Kehidupanku berubah semenjak aku menginjak dunia perkuliahan, dunia yang aku anggap akan aku habiskan dengan senang dan membahagiakan terganti oleh waktu yang hanya di isi oleh kekecewaan, pengkhianatan, ekonomi keluarga anjlok, kehilangan sebagian diri sendiri.
Aku tidak tahu, apakah memang jalan takdir yang akan aku lalui seterusnya bakalan seperti ini. Setiap detik,menit dan hari aku habiskan hanya untuk orang lain dan hanya sedikit waktu untuk diriku sendiri.
Aku juga tidak tahu, apakah perilaku ini sudah menular dari sifat bapakku yang mempunyai perilaku seperti itu?
Kuhembuskan nafasku dalam² lalu aku keluarkan dengan perlahan-lahan,ku rasakan rasa hangat yang keluar dr hembusan tadi membuatku lega apabila aku sedang memikirkan nasib hidupku.
Aku menyimpan segala sesuatu hanya dengan fikiranku, aku tidak berani mengumbar permasalahan apa yang aku hadapi kepada orang lain. Kalian tahu, apabila aku ingin cerita aku selalu berfikir dampak apa yang akan terjadi apabila aku menceritakan kisah hidupku.
Baru beberapa hari lalu, aku menceritakan kisah hidupku kpd salah satu sahabat baikku. Respon yang selalu aku takutkan ternyata keluar dari mulutnya. Respon yang menjelaskan bahwa aku terlalu kuat menjalankan kehidupan ini, dia menjelaskan bahwa aku adalah kuat dll.
Bukan itu respon yang aku inginkan, respon yang aku inginkan adalah respon kehangatan. Kehangatan yang selalu aku ucapkan kpd teman²ku apabila mereka sedang dalam permasalahan yang mereka hadapi..
Hal yang selalu aku takuti dalam menjelaskan masalah ini adalah mereka tidak mau mendengarkan keluh kesah ku dan mereka pergi .

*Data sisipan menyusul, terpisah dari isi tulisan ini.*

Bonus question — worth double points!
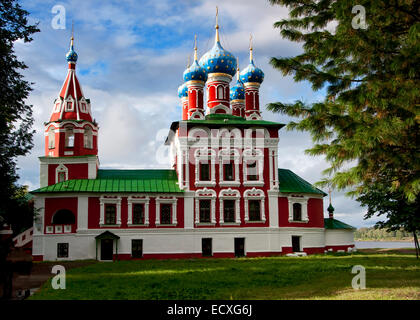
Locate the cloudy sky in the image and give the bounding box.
[15,0,375,227]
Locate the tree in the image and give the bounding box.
[268,0,420,244]
[0,0,39,296]
[268,0,420,201]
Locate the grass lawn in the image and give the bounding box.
[30,250,420,300]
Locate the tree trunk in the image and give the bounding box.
[413,231,420,259]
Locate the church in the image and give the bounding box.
[31,16,354,261]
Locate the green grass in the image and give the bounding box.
[31,252,420,300]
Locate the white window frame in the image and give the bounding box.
[219,149,241,187]
[127,196,150,226]
[55,164,69,183]
[155,196,178,226]
[64,96,75,112]
[83,126,93,149]
[64,125,76,148]
[54,102,63,113]
[48,126,55,149]
[287,195,309,223]
[194,148,216,187]
[195,188,217,225]
[242,149,264,187]
[219,188,241,225]
[244,188,266,223]
[99,196,121,227]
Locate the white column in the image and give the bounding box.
[235,198,241,223]
[267,190,279,228]
[144,199,149,226]
[127,201,133,225]
[117,198,121,225]
[210,198,216,223]
[172,201,178,224]
[155,198,160,225]
[76,196,89,232]
[99,202,105,225]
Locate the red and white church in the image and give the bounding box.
[32,23,354,261]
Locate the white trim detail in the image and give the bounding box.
[244,188,266,222]
[127,196,150,226]
[195,188,217,224]
[210,103,232,114]
[155,196,178,226]
[194,148,216,187]
[55,164,69,183]
[219,149,241,187]
[99,196,121,227]
[242,149,264,186]
[287,195,309,223]
[219,188,241,224]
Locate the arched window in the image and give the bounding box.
[293,203,302,221]
[83,127,93,149]
[48,128,55,149]
[52,209,76,224]
[66,126,74,148]
[217,86,224,99]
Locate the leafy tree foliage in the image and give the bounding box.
[0,0,39,258]
[268,0,420,203]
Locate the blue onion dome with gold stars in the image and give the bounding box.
[200,41,236,77]
[178,83,188,98]
[230,79,245,100]
[66,37,77,63]
[183,60,207,82]
[240,60,264,83]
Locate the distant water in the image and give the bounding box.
[354,241,415,249]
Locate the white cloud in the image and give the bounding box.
[16,0,366,226]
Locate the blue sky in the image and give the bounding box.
[15,0,375,227]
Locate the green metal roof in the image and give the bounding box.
[324,218,356,229]
[31,169,326,196]
[32,169,182,193]
[186,113,284,128]
[279,169,327,196]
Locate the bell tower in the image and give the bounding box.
[40,35,99,187]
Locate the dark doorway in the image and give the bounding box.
[201,238,213,257]
[292,236,300,252]
[235,238,245,257]
[131,239,143,258]
[101,239,114,260]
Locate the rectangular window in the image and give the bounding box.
[133,203,144,224]
[105,204,117,224]
[248,200,261,221]
[293,203,302,221]
[223,162,234,181]
[160,203,172,224]
[292,236,301,252]
[246,160,258,181]
[201,238,213,257]
[131,239,143,258]
[223,200,235,222]
[200,163,210,181]
[200,200,211,222]
[57,243,69,258]
[58,172,66,182]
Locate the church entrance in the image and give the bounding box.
[101,239,114,260]
[235,238,245,257]
[95,230,120,261]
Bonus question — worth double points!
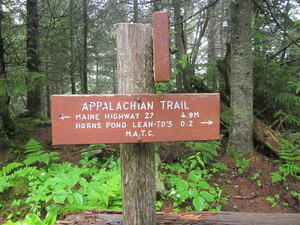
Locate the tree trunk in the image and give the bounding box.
[26,0,42,116]
[117,24,156,225]
[173,0,186,90]
[82,0,88,94]
[0,4,15,134]
[227,0,254,154]
[207,0,217,92]
[70,0,76,94]
[133,0,139,23]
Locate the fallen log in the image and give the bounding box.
[253,116,282,154]
[56,210,300,225]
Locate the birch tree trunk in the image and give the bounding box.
[228,0,254,154]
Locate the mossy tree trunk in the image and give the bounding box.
[0,3,15,134]
[26,0,42,116]
[228,0,254,154]
[117,24,156,225]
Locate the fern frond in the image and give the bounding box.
[0,162,24,176]
[25,139,43,153]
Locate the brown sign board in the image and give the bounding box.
[51,94,220,145]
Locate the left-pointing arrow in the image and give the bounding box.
[58,114,71,120]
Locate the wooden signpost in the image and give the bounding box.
[51,13,220,225]
[51,94,220,145]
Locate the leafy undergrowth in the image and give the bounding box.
[0,122,300,224]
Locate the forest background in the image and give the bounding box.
[0,0,300,224]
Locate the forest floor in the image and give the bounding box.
[0,121,300,223]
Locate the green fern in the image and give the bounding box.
[187,141,221,163]
[24,139,59,166]
[272,140,300,180]
[0,162,24,177]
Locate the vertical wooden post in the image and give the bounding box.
[117,23,156,225]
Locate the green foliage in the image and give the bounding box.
[186,141,221,167]
[4,209,57,225]
[254,57,300,127]
[0,162,24,177]
[163,141,228,211]
[0,71,46,95]
[270,140,300,182]
[0,139,122,224]
[24,139,59,166]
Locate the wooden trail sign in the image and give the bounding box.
[51,94,220,145]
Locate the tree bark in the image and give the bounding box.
[26,0,42,116]
[82,0,88,94]
[70,0,76,94]
[227,0,254,154]
[117,24,156,225]
[173,0,186,90]
[0,3,16,134]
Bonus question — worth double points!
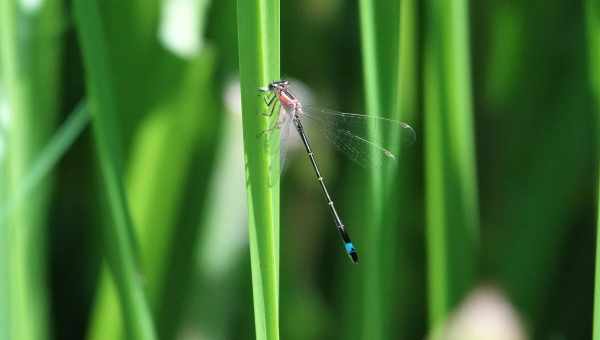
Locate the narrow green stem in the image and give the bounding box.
[586,0,600,340]
[0,0,62,340]
[237,0,279,340]
[425,0,479,328]
[74,0,156,340]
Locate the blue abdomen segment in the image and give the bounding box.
[346,242,356,255]
[344,242,358,263]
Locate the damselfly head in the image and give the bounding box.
[269,80,290,91]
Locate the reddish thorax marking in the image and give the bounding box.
[277,89,300,110]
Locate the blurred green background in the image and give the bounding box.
[0,0,600,340]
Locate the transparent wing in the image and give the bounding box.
[301,106,416,167]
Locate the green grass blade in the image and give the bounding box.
[0,0,63,340]
[0,104,90,223]
[585,0,600,340]
[74,0,156,340]
[425,0,479,328]
[237,0,279,340]
[359,1,416,339]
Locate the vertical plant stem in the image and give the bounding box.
[359,0,413,339]
[425,0,479,328]
[237,0,279,340]
[74,0,156,340]
[0,0,62,340]
[585,0,600,340]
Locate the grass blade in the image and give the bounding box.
[0,104,90,223]
[0,0,62,340]
[74,0,156,340]
[237,0,279,340]
[585,0,600,340]
[425,0,479,328]
[359,1,416,339]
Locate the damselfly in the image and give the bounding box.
[259,80,415,263]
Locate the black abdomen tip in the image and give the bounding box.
[348,251,358,264]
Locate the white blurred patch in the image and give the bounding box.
[433,287,527,340]
[199,79,248,281]
[159,0,207,58]
[20,0,43,14]
[223,79,242,120]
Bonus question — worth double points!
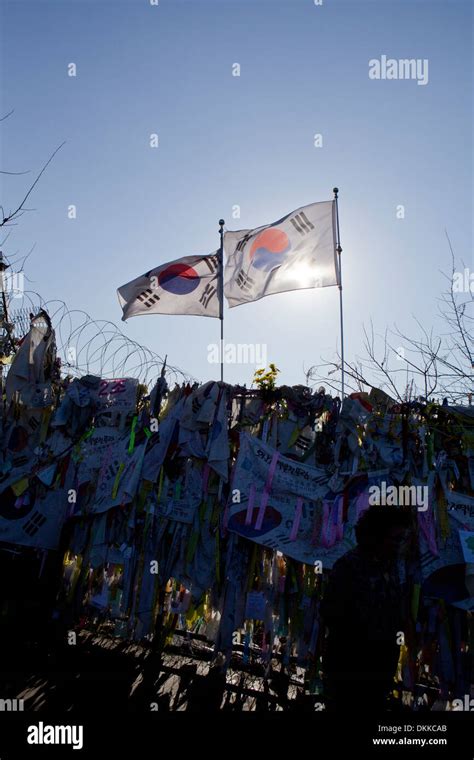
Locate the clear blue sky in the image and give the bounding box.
[0,0,474,384]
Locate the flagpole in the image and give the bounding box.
[332,187,344,400]
[219,219,225,383]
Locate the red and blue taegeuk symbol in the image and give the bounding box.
[158,264,200,296]
[250,227,291,272]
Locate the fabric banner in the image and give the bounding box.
[0,489,71,549]
[227,433,356,569]
[97,377,138,412]
[224,201,338,308]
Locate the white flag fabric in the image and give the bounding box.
[224,201,338,308]
[117,253,220,320]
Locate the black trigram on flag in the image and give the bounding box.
[203,255,219,274]
[137,288,160,309]
[23,512,46,536]
[199,282,217,309]
[236,269,255,290]
[290,211,314,235]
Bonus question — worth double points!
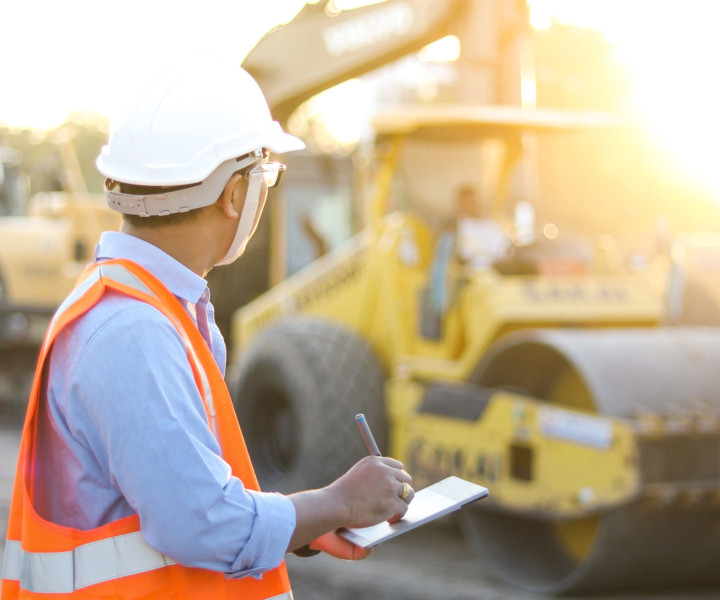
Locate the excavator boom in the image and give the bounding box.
[243,0,467,122]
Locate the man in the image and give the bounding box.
[2,66,413,600]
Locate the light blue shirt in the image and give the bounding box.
[35,232,295,577]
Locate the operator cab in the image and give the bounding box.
[374,105,617,275]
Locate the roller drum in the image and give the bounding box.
[463,328,720,594]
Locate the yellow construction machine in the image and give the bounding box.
[228,2,720,593]
[0,140,119,406]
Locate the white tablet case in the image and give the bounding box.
[338,476,489,548]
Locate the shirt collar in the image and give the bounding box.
[94,231,207,304]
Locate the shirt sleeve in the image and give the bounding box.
[54,303,295,577]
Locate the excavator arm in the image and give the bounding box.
[243,0,468,122]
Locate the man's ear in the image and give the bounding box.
[217,173,247,219]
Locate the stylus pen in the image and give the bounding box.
[355,413,382,456]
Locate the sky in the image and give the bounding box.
[0,0,304,128]
[0,0,720,194]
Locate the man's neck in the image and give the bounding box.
[120,222,214,277]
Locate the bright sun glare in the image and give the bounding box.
[0,0,720,197]
[529,0,720,197]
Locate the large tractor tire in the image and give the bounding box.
[461,328,720,594]
[233,316,387,493]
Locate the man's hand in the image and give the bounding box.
[327,456,415,527]
[309,531,372,560]
[288,456,415,560]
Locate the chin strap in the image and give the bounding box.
[216,171,264,266]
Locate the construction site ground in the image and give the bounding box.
[0,414,720,600]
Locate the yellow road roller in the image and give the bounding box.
[228,107,720,594]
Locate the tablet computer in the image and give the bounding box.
[338,476,490,548]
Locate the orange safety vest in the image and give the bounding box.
[2,260,292,600]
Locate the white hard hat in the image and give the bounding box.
[96,64,305,203]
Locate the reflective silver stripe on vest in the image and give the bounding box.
[3,531,175,594]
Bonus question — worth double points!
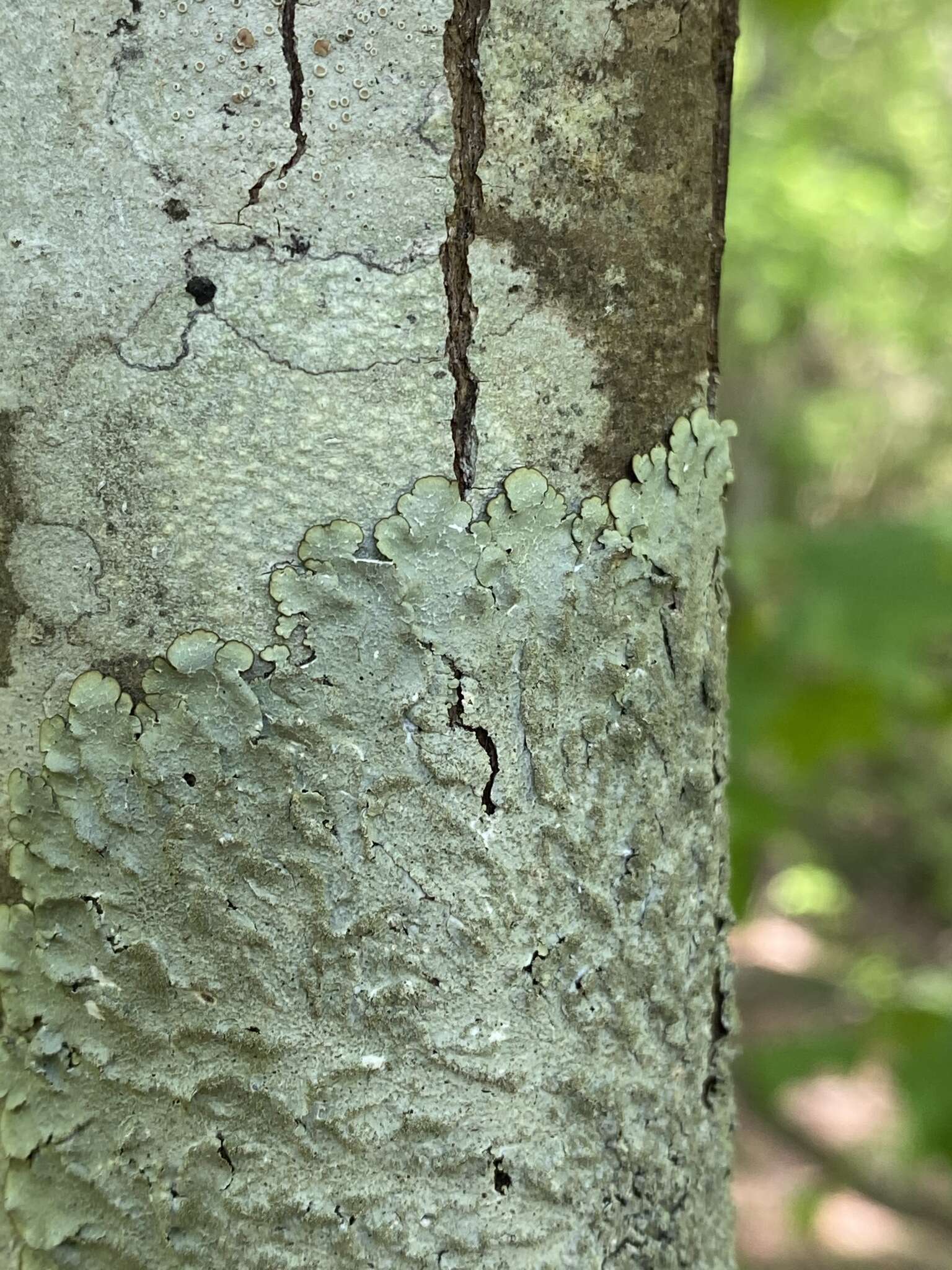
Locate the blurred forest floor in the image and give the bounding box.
[721,0,952,1270]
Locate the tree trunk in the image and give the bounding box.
[0,0,734,1270]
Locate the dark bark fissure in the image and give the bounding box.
[239,0,307,220]
[439,0,490,498]
[700,967,730,1108]
[446,658,499,815]
[707,0,739,414]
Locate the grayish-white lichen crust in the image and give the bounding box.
[0,411,731,1270]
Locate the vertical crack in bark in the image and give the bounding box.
[707,0,738,414]
[444,657,499,815]
[700,967,730,1108]
[439,0,490,498]
[239,0,307,220]
[278,0,307,179]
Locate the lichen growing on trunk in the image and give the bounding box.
[0,411,731,1270]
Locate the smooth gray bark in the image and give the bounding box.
[0,0,734,1270]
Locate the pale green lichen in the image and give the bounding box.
[0,412,730,1270]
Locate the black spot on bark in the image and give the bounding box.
[162,198,189,221]
[185,277,218,305]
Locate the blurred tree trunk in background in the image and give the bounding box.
[0,0,735,1270]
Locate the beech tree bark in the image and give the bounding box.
[0,0,735,1270]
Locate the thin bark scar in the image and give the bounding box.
[439,0,490,498]
[237,0,307,221]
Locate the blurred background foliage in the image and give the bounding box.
[721,0,952,1270]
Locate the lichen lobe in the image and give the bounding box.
[0,411,731,1270]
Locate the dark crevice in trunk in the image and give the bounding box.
[700,967,730,1108]
[444,658,499,815]
[439,0,490,498]
[278,0,307,179]
[707,0,738,414]
[239,0,307,220]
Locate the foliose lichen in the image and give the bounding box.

Ah sudahlah, aku juga tidak peduli.
Kita kembali ke kisah awal saja, kehidupanku di masa kuliah begitu sangat wow. Aku tidak habis pikir, ibu dan bapakku memberikan uang saku 50.000 selama seminggu itu untuk bensin, kuota, print dll.
Aku tidak tahu caranya untuk marah kepada mereka bahwa keadaanku yang selalu terhempit dr segala apapun. Aku tidak tahu harus bagaimana menjelaskan kepada mereka tentang keadaan anaknya ini.
Aku rasa diriku ini kurang bersyukur, aku hanya memendam ini sendiri. Aku tidak melihat temanku yang jauh menderita daripada aku. Mereka lebih kuat sekali sungguh teman kuliahku mereka memiliki kehidupan yang luar biasa.
.
.
Kuhembuskan nafasku lagi huuuuf begitulah kiranya suara dr nafas yang keluar dari mulutku. Aku hanya bisa menangis sendiri dan aku hanya bisa melupakan sejenak ketika memejamkan mataku untuk membuat kisah baru di mimpiku.
Aku tidak tahu, bagaimana kisah yang dijalani oleh kakakku. Dia selalu menuntut ku dalam keadaan yang sebenarnya aku ingin mati, dia hidup dimana keadaan keuangan masih sehat walaupun sebenarnya dalam ambang batas aman. Dia jauh lebih beruntung daripada aku, aku hanya iri. Mengapa ini terjadi kepadaku?
.
Bolehkah aku meminta satu permintaan yang segera dikabulkan?
Aku meminta, kuatkan ibu dan ayahku untuk menjalankan hidup ini. Ijinkan mereka bahagia seperti teman-teman mereka, aku kasian dgn mereka. Mereka berhak bahagia, mereka berhak memiliki masa tua yang bahagia, mereka sering terluka oleh keluarga besar dan tetangganya. Mereka sudah baik dgn banyak orang, ijinkan mereka mendapatkan ganjaran dari setiap kebaikan nya.